DOI: 10.3390/biom16070968 ISSN: 2218-273X

Defining Reference Intervals for Complete Blood Count and Micronutrient Parameters in Urban Bangladeshi Population

Md. Ahsanul Haq, Kiyoshi Ichihara, Dewan Zubaer Islam, Md. Jakarea, Mohammad Mehedi Hasan, Anjan Kumar Roy, Evana Akhtar, Rubhana Raqib, Protim Sarker

With a lack of population-specific reference intervals (RIs) in Bangladesh, this study aimed to determine RIs for complete blood count (CBC) and specific micronutrients, vitamin D (VitD) and zinc, and to assess the possible impact of prior history of SARS-CoV-2 infection on these parameters.
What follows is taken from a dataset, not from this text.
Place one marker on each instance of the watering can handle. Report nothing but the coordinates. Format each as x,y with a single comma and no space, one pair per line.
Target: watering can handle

Healthy participants (n = 1724) of both sexes aged ≥ 10 years from slum and non-slum areas of Dhaka city were sampled systematically. A total of 26 CBC parameters were determined using an automated hematology analyzer, whereas the micronutrients VitD and zinc were measured using automated immunoassay analyzers and atomic absorption spectrophotometry (AAS), respectively. Multiple regression analysis (MRA) was employed to determine the association of variations in reference values (RVs) of hematological and micronutrient parameters with sex, age, and slum residency of the participants. Practical significance of each factor was judged from partial correlation coefficients (rp) by setting its minimum effect size at |rp| = 0.2. The need to partition RVs by sex and age was assessed using the ANOVA-based standard deviation ratio (SDR). RIs were determined by parametric method after Gaussian transformation using the two-parameter Box–Cox formula, with or without the latent abnormal values exclusion (LAVE) method. By MRA, sex and age were significant source of variations for various CBC parameters, whereas slum residence was associated with increased levels of VitD and zinc Using the SDR ≥ 0.35 threshold, RVs were partitioned by sex to derive RIs for hemoglobin, hematocrit, red cell count and indices (MCH, MCHC), and plateletcrit, as well as for VitD and zinc. Comparing these RIs with those from the global collaborative studies indicated significant differences in erythrocyte and leukocyte parameters. These are the first population-specific RIs for urban Dhaka city, underscoring the need for country-specific RIs for accurate clinical use.